No. The mix were in between standard and mini size when we sold them at 4 months


----------



## 21

Oh alright, i might try this or a plush lop not sure yet. Thank you!


----------



## PinkFox

i cant help but wonder WHY youd want to mix standard and mini?!  are you looking to create an intermediate?
my standards are all 9 1/2+ lbs with my biggest doe at 10 1/2lbs...
my minis are all under 4lbs...

plush lops i understand, i want to get into a mini rex x holland mix project myself...

but im not sure why youd want to make "middle sized" rex? 
generally id expect the mix to be 5-7lbs full grown

seems the mini rex is perfect "pet size" and the standard is a great size for meat/pelt and larger pet...
im just not sure where the market for a "somwhere in between rex" would be...
unless your having a hard time finding a certain type to compliment your current bun...

i have a beutiful 10 1/2lb opal doe and would love to get some opal babies out of her but cant find a standard rex opal buck...so im considering breeding her to my opal mini rex buck and keeping back the biggest buck from that litter to breed her back to to try and get back the full rex size...

i guess when i see a "project" or a mix being done...i want to know why?! would you be breeding for somethign specific (trying to strenghten a none great coat, better ears, nicer body or head better health ect...) or just because "hey its what i have right now...

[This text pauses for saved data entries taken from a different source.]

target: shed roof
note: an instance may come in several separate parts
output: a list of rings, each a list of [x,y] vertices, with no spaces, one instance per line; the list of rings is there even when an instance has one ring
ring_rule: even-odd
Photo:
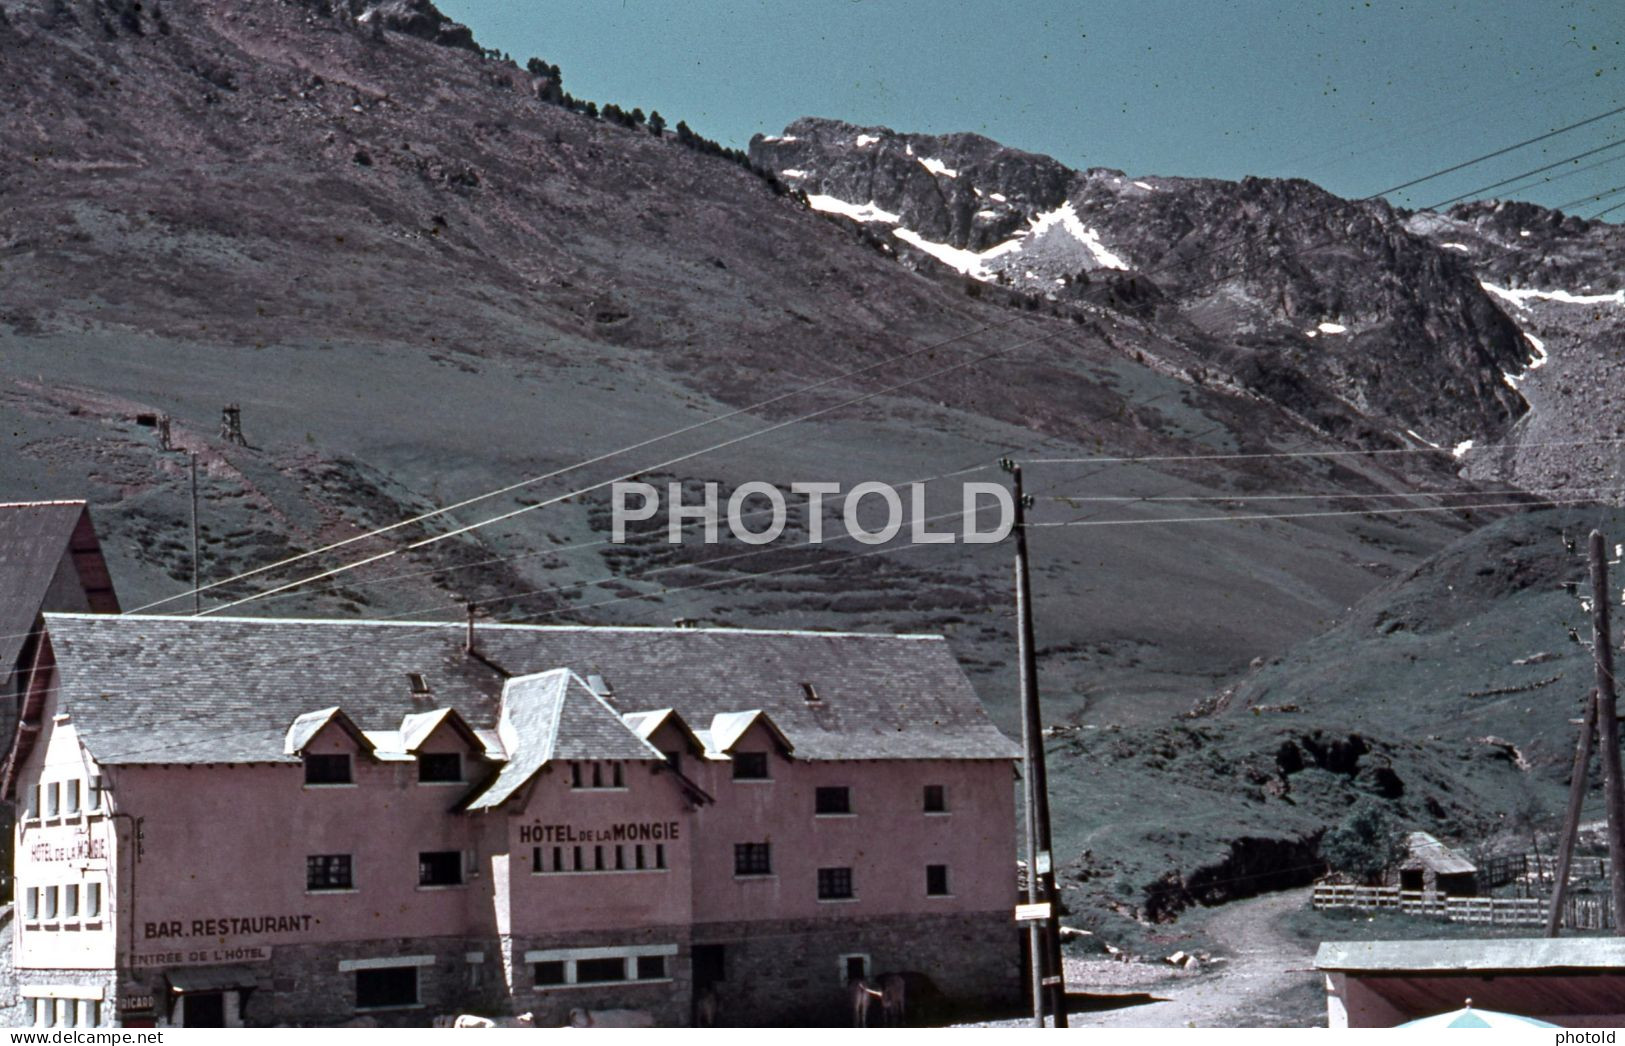
[[[711,723],[718,715],[761,710],[801,759],[1019,755],[940,636],[481,625],[482,656],[473,658],[463,649],[466,626],[451,622],[94,614],[46,620],[59,707],[73,714],[85,745],[108,764],[289,761],[290,724],[330,706],[362,730],[399,729],[403,714],[419,710],[407,682],[414,672],[432,684],[437,706],[455,708],[477,731],[499,733],[511,680],[518,688],[511,696],[535,697],[523,714],[534,712],[532,725],[540,725],[549,708],[558,711],[544,693],[562,685],[556,682],[562,676],[550,675],[558,669],[603,676],[613,704],[571,678],[583,696],[617,713],[671,708],[688,723]],[[816,684],[818,703],[805,699],[806,682]],[[608,720],[602,724],[607,730]],[[605,738],[615,751],[621,738],[644,744],[618,718],[615,725],[619,735]],[[579,756],[564,751],[554,749],[561,758],[623,758],[587,755],[586,747]]]
[[[1459,851],[1439,842],[1426,832],[1412,832],[1405,837],[1408,851],[1399,867],[1405,871],[1425,868],[1438,875],[1471,875],[1478,867]]]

not trying to be rude...im not against mixing breeds to get YOUR perfect rabbit for whatever it is your going for...
im just curious as to why youd want a intermediate sized rex.


----------



## 21

For a few reasons, because whatever i do decide to breed her with i would end up keeping the buck and i though it would be cute to have a mini rex running around, also from what i hear i would probably get at least one mini rex kit. And if i get two maybe i could breed them and get a smaller rex rather than a size somewhere in the middle. So thats basically it! Not aiming for any special fur or ears, im not experienced enough to do somthing like that lol


----------